Funding for the facility was also a group effort. Seton invested $260 million for design and construction and also led a $50 million fundraising campaign. In addition, the Michael and Susan Dell Foundation contributed $25 million. No tax dollars were used to fund any of the $310 million project, something of which, Vasquez said, the team is very proud and thankful.
Moving an entire hospital is no easy task, but years of planning and communication resulted in a monumental yet smooth transition that involved staff, patients and medical equipment.
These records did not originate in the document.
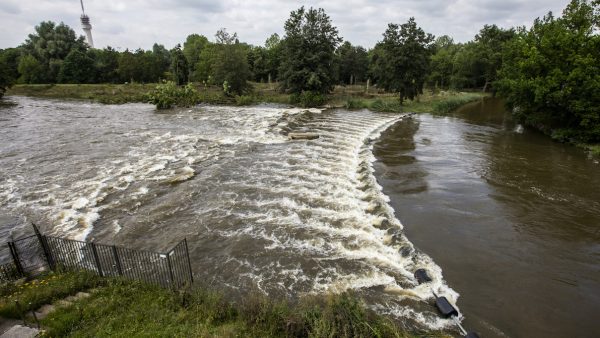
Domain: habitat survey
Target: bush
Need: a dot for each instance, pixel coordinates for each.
(243, 100)
(308, 99)
(51, 287)
(167, 95)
Logistical challenges were addressed with rehearsals months in advance, education and training teams, and a “think ahead” mentality.
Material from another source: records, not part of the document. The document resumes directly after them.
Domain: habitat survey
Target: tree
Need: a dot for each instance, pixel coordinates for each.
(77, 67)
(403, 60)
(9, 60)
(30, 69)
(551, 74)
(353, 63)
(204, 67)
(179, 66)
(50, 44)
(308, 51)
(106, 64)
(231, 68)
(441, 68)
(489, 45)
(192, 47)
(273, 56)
“The move consisted of a highly coordinated series of events that included orientation exercises for associates, transporting all patients in ambulances and using a 1:1 nurse/patient ratio, and working with the City of Austin on street closures,” Shackelford said.
Dell Seton houses 211 beds but can expand to house up to 350 beds and in true Austin fashion, technology is at its finest.
Some technology, such as “Vital Link,” which allows a patient’s vital signs to be transmitted directly to medical records without the need of transcribing, was implemented at Brackenridge as a way of training staff before the move.
Dell Seton is also the only Level 1 trauma center in Central Texas, a designation very few hospitals achieve. The trauma rooms are significantly bigger and better, it has a mass casualty design element, and an underground area is available should disaster require one.
In addition, patient rooms were created using a “lean design” method, meaning everything in them is standardized and in the same place.
“The most common feedback we’ve gotten is that everyone loves the new space. Not only because it’s shiny and new, but because it was designed with a level of efficiency that allows caregivers to spend less time figuring things out and more time with patients,” Shackelford said.
Although extremely proud of their new structure, hospital officials also dedicate time to keeping people healthy and out of hospitals. Preventative care is evident in their Complex Care Clinics that provide physicians, nutritional information and social work care, as well as ways to increase the quality of life and longevity of those receiving care.
Another way Dell Seton is addressing community needs, specifically those in the Catholic community, is by working with the Diocese of Austin. Hospital leaders have met with the superintendent of Catholic Schools to discuss keeping students healthy, assisting with the training of school nurses and other health related issues.
“This is yet another important component of our reach of care,” Vasquez said. “We all want kids to stay in school and to be healthy, so our goal is to work together on wellness and healthy living early on.”
The area’s low-income and uninsured patients also have a home at Dell Seton, as Central Health sees that their hospital needs are met, something Catholic doctrine encourages and supports.
The new hospital’s goal of a smooth transition is complete. Now its goal of a healthy community and quality patient care is its mission.
“We are people-centered,” Shackelford said. “People are guests while they’re here, and we want to make sure they are comfortable during their stay and healthy when they leave.”